2014 NSF AISL Awards: Media & Technology
The National Science Foundation (NSF) Advancing Informal STEM Learning (AISL) program funds approximately 30-35 projects each year across diverse informal learning sectors such as media and technology, exhibitions, public programs, and professional development. These are the most recent set of AISL awards related to media and technology. Click on each award’s title to view their project page for more information about project contributors, goals, and methodologies.
AISL Pathways: The Role of Story in Games to Teach Computer Science Concepts to Middle School Girls
This Pathways project will create a game designed to promote interest in computer science among middle school girls. The design aims to determine the overall effectiveness of teaching computer science concepts under three types of gaming conditions—games alone, games with fictional settings, and games with stories.
This integrated research and media project will produce a giant screen film exploring the concept of biological mimicry told through the lens of the life story of Henry Bates and his travels through the Amazon rainforest. The film will be produced in multiple formats in order to gather evidence on how giant screen, 2D dome, and 2D flat formats influence learning.
Assessing Science Engagement Through Social Media - NOVA scienceNOW season 7
This project will explore science engagement on social media when integrated with broadcast television. The project will produce six new episodes of NOVA scienceNOW which will be paired with a social media initiative. The research will delve into what this kind of social media engagement looks like, who participates, why and how it happens, and the depth of engagement.
This project builds on the success of Design Squad, a PBS reality series designed to inspire a new generation of engineers. This project will create accessible resources designed to bring informal engineering to a global audience through afterschool activities. The project will provide evidence on how these resources and collaborations can build children’s understanding of engineering, motivation to participate, and confidence to take informed action to address global problems.
Potential for everyday learning in a virtual community: A design-based investigation
This project will extend the existing YardMap citizen science infrastructure to discover how to foster learning in socially-networked citizen science communities. The new infrastructure will allow users to co-create interactive virtual worlds to try out new ideas. This will enable the YardMap team to study the relationships between learning and behavior change and the influences each has on the other.
This proposal aims to use mobile devices and strategically placed shared kiosks to 'scientize' youth in two low-income communities, creating environments where children connect their learning across contexts and time.

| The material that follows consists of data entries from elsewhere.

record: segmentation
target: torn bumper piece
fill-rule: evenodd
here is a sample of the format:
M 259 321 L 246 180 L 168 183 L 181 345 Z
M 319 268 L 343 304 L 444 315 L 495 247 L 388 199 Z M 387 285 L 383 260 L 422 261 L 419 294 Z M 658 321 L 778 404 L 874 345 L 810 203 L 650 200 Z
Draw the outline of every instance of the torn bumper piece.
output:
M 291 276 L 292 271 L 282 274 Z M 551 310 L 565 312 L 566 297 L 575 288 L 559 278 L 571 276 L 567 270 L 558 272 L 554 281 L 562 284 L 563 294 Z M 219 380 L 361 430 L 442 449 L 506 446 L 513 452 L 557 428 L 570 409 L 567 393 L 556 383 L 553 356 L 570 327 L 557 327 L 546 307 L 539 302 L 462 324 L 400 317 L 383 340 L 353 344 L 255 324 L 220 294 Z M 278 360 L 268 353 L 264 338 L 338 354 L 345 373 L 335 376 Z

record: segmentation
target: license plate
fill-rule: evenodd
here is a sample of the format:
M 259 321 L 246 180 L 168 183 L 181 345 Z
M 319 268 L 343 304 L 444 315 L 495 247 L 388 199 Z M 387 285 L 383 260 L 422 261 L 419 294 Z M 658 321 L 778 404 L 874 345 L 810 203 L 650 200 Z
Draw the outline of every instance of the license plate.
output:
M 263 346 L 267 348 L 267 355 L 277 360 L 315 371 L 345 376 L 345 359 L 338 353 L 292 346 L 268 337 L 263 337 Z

Research will help determine how the technology can best be deployed, but also answer questions about how communities can provide support to help kids think like scientists and identify with science.
This project will develop a mobile application to allow visitors to Cuyahoga Valley National Park to access details about park features. Research will address what outcomes associated with the use of GPS-based mobile learning systems could inform future development and implementation, and what contributions such applications have on informal science learning as understood through the six strands outlined in the Learning Science in Informal Environments report.
This Pathways project will design, test, and study GrACE, a procedurally generated puzzle game for teaching computer science to middle school students. The Principal Investigators will study the effect of computer generated games on students' development of algorithmic and computational thinking skills and their change of perception about computer science through the game's gender-inclusive, minds-on, and collaborative learning environment.
TV Weathercasters and Climate Education: Expanding the Reach of Climate Matters
The goal of this three-year initiative is to expand the implementation of a currently active and proven climate education method delivered by TV weathercasters around the country. The guiding hypothesis is that there will be a dose-response relationship between the extent of TV weathercaster use of Climate Matters materials in a community (i.e., a media market) and change over time in viewers' understanding of the climate.
UTRAC: Using Technology to Research After Class
This Pathways project explores whether a combination of technology (e.g., iPad-enabled sensors, web-based inquiry-focused portal) and facilitated visits improves learning outcomes for rural and Native American elementary-age youth in afterschool programs. It will advance understanding of informal education's potential to improve STEM engagement, knowledge, skills and attitudes by quantifying how—and to what extent—youth engage with emerging technologies iPad-enabled sensors, and crowdsourcing and visualization tools.